Python: Finding a trend in a set of numbers
The Link provided by Keith or probably the answer from Riaz might help you to get the poly fit, but it is always recommended to use libraries if available, and for the problem in your hand, numpy provides a wonderful polynomial fit function called polyfit . You can use polyfit to fit the data over any degree of equation.
Here is an example using numpy to fit the data in a linear equation of the form y=ax+b
>>> data = [12, 34, 29, 38, 34, 51, 29, 34, 47, 34, 55, 94, 68, 81]
>>> x = np.arange(0,len(data))
>>> y=np.array(data)
>>> z = np.polyfit(x,y,1)
>>> print "{0}x + {1}".format(*z)
4.32527472527x + 17.6
>>>
similarly a quadratic fit would be
>>> print "{0}x^2 + {1}x + {2}".format(*z)
0.311126373626x^2 + 0.280631868132x + 25.6892857143
>>>
Possibly you mean you want to plot these numbers on a graph and find a straight line through them where the overall distance between the line and the numbers is minimized? This is called a linear regression
def linreg(X, Y):
"""
return a,b in solution to y = ax + b such that root mean square distance between trend line and original points is minimized
"""
N = len(X)
Sx = Sy = Sxx = Syy = Sxy = 0.0
for x, y in zip(X, Y):
Sx = Sx + x
Sy = Sy + y
Sxx = Sxx + x*x
Syy = Syy + y*y
Sxy = Sxy + x*y
det = Sxx * N - Sx * Sx
return (Sxy * N - Sy * Sx)/det, (Sxx * Sy - Sx * Sxy)/det
x = [12, 34, 29, 38, 34, 51, 29, 34, 47, 34, 55, 94, 68, 81]

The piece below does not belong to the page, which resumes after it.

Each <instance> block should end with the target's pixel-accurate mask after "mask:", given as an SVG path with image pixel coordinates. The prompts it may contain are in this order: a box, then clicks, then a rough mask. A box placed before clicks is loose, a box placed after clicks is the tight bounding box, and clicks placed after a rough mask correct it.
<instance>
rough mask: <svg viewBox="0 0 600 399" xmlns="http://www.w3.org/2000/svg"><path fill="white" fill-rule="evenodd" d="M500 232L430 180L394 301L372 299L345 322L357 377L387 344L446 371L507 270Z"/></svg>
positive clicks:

a,b = linreg(range(len(x)),x) //your x,y are switched from standard notation
The trend line is unlikely to pass through your original points, but it will be as close as possible to the original points that a straight line can get. Using the gradient and intercept values of this trend line (a,b) you will be able to extrapolate the line past the end of the array:
extrapolatedtrendline=[a*index + b for index in range(20)] //replace 20 with desired trend length
Here is one way to get an increasing/decreasing trend:
>>> x = [12, 34, 29, 38, 34, 51, 29, 34, 47, 34, 55, 94, 68, 81]
>>> trend = [b - a for a, b in zip(x[::1], x[1::1])]
>>> trend
[22, -5, 9, -4, 17, -22, 5, 13, -13, 21, 39, -26, 13]
In the resulting list trend
, trend[0]
can be interpreted as the increase from x[0]
to x[1]
, trend[1]
would be the increase from x[1]
to x[2]
etc. Negative values in trend
mean that value in x
decreased from one index to the next.